É uma coisa terrível virar uma luz negra internamente, mas a verdade é que ela é capaz de salientar cada grãozinho de pó impuro invisível à luz tradicional. Já muitos teremos visto isso numa discoteca. Mostra os contornos daquilo que nos povoa até invisivelmente, e permite saber o porquê de certas realidades, e talvez dar uma de duas oportunidades. Aliás, três.

- Conseguir passar algo de encanto através de alguma coisa, assim como está, ao longo dos tempos, das pessoas, das realidades, das personificações e acções.

- Aceitar a constância daquilo que pode interessar mas não faz a crucial diferença, porque como se sabe, o diabo está nos pormenores...

- Cauterizar para deixar crescer uma outra pele mais lisa, livre das imperfeições que se pode perder, sem que a pele seja destruída com a limpeza.

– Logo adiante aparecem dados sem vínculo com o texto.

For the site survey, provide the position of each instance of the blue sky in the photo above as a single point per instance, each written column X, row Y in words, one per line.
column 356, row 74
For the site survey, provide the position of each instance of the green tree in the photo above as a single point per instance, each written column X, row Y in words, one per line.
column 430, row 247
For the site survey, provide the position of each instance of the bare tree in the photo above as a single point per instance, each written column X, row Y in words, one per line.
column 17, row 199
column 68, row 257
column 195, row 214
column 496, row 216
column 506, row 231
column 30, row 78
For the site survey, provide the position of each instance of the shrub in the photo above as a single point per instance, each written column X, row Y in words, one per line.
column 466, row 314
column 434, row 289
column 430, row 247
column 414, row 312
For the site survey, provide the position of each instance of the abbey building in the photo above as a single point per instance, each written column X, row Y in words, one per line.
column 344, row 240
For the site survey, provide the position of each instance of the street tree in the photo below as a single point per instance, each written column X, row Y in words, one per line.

 Há alturas em que percebo que a realidade dos factos, aquilo que lá está, que se vê, que não se vê, que fecha portas, que impede a troca sincera seja lá do que for seja com quem for, aparece e fica. É o elefante na sala, a dieta que infelizmente, por mais que se quisesse, está à vista que não resulta, a explicação completamente conveniente e lógica, mas que mesmo assim não explica, o salto que fica a um mísero mas talvez intransponível centímetro do ramo da árvore. É talvez muito difícil, mas talvez não seja dramático. É doloroso, mas talvez não estropie. Gasta, mas talvez não termine. Corta ramos mas talvez deixe a árvore viva. Não há que olhar para o lado. Não há que culpar o cão pelo desaparecimento do trabalho de casa. Talvez toda a gente saiba mesmo o que faz, fez, ou aquilo pelo qual é responsável, ainda que talvez não culpado.

Quando o raio cai demasiadas vezes na mesma circunstância, provavelmente alguém se abrigou debaixo de uma árvore ou abriu um guarda-chuva sem lona. E fê-lo várias vezes. Ou só sabe fazer isso. Ou tem perguntas complicadas a fazer. Perante o discorrer de uma história, esse é o meu primeiro reflexo. As penas oriundas das coisas que não acontecem ou acontecem de forma dolorosa ou negativa é um pouco como deparar com a estimativa do gasto de electricidade. O primeiro instinto é pensar se deixamos a televisão acesa demasiadas vezes, o computador a fazer downloads toda a noite, o frigorífico demasiado intenso quando só há um pacote de leite fora de prazo lá dentro, o aquecedor ligado para criar um ambiente em casa que não pareça algo saído da Marcha dos Pinguins quando chega Dezembro.

E talvez não esteja muito enganado se o culpado estiver mesmo ali ao espelho... quase sempre.